In contrast to the usual aspiration­s of national museums, the widely vaunted ambition for this ‘universal museum at the crossroads of continents’ is to help heal conflict through ‘cross-cultural dialogue’. Laudable though this is, Athena wonders if ‘starchitec­ture’ and stellar artworks— particular­ly when removed from their cultural context—have the power to solve the turmoils of the Middle East.

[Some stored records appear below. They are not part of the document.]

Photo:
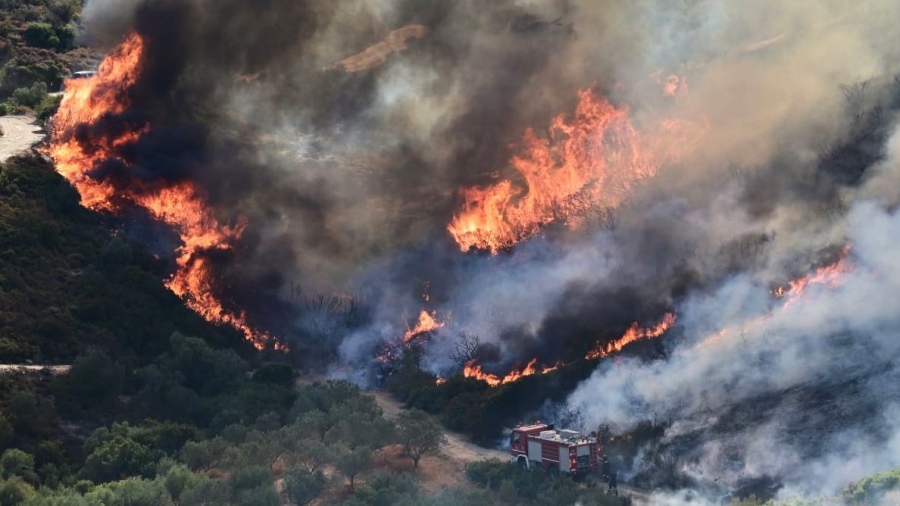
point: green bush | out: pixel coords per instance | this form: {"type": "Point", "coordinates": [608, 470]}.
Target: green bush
{"type": "Point", "coordinates": [15, 463]}
{"type": "Point", "coordinates": [871, 488]}
{"type": "Point", "coordinates": [47, 36]}
{"type": "Point", "coordinates": [31, 97]}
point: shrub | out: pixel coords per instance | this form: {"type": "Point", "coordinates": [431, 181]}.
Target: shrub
{"type": "Point", "coordinates": [47, 36]}
{"type": "Point", "coordinates": [871, 488]}
{"type": "Point", "coordinates": [31, 97]}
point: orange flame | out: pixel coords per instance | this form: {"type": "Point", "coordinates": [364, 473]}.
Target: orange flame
{"type": "Point", "coordinates": [830, 275]}
{"type": "Point", "coordinates": [180, 205]}
{"type": "Point", "coordinates": [427, 323]}
{"type": "Point", "coordinates": [474, 370]}
{"type": "Point", "coordinates": [633, 334]}
{"type": "Point", "coordinates": [596, 158]}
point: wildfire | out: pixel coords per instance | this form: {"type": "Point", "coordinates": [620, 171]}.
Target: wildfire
{"type": "Point", "coordinates": [829, 275]}
{"type": "Point", "coordinates": [427, 323]}
{"type": "Point", "coordinates": [595, 158]}
{"type": "Point", "coordinates": [474, 370]}
{"type": "Point", "coordinates": [180, 205]}
{"type": "Point", "coordinates": [633, 334]}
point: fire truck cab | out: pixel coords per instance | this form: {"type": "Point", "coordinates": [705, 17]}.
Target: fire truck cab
{"type": "Point", "coordinates": [564, 451]}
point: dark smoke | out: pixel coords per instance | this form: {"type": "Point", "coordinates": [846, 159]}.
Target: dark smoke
{"type": "Point", "coordinates": [347, 181]}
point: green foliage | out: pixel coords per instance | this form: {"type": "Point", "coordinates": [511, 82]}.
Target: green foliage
{"type": "Point", "coordinates": [120, 457]}
{"type": "Point", "coordinates": [6, 431]}
{"type": "Point", "coordinates": [53, 252]}
{"type": "Point", "coordinates": [15, 491]}
{"type": "Point", "coordinates": [517, 485]}
{"type": "Point", "coordinates": [131, 492]}
{"type": "Point", "coordinates": [475, 409]}
{"type": "Point", "coordinates": [94, 382]}
{"type": "Point", "coordinates": [302, 487]}
{"type": "Point", "coordinates": [254, 486]}
{"type": "Point", "coordinates": [385, 489]}
{"type": "Point", "coordinates": [30, 97]}
{"type": "Point", "coordinates": [871, 489]}
{"type": "Point", "coordinates": [352, 461]}
{"type": "Point", "coordinates": [15, 462]}
{"type": "Point", "coordinates": [204, 455]}
{"type": "Point", "coordinates": [48, 36]}
{"type": "Point", "coordinates": [47, 108]}
{"type": "Point", "coordinates": [419, 433]}
{"type": "Point", "coordinates": [276, 374]}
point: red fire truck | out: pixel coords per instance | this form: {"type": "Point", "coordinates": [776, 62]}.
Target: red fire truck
{"type": "Point", "coordinates": [563, 451]}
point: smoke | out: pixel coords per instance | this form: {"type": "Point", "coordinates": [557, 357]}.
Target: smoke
{"type": "Point", "coordinates": [347, 176]}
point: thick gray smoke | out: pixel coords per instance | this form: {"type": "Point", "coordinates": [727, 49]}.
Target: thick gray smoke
{"type": "Point", "coordinates": [344, 144]}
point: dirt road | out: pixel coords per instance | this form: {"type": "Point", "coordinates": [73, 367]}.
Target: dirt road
{"type": "Point", "coordinates": [19, 134]}
{"type": "Point", "coordinates": [54, 369]}
{"type": "Point", "coordinates": [457, 448]}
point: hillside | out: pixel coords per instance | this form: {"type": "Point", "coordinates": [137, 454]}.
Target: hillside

In her opinion, travel seems a much more powerful and realistic means of developing understand­ing and bonds between different cultures.

For all that, she applauds the completion of Louvre Abu Dhabi and hopes that it will weather the economic decline that has stalled other projects—such as Gehry’s Guggenheim, Foster’s Zayed National Museum and Zaha Hadid’s performing­arts centre—conceived over the past decade to transform Saadiyat Island into the UAE’S cultural hub. Cooled by sea breezes as she wandered the museum’s terraces, she felt the greatest triumph to be the building itself, conceived by its architect as a Greek

agora: ‘a place to meet and talk about art and life in a context of total serenity’. Here, at least, she felt at home.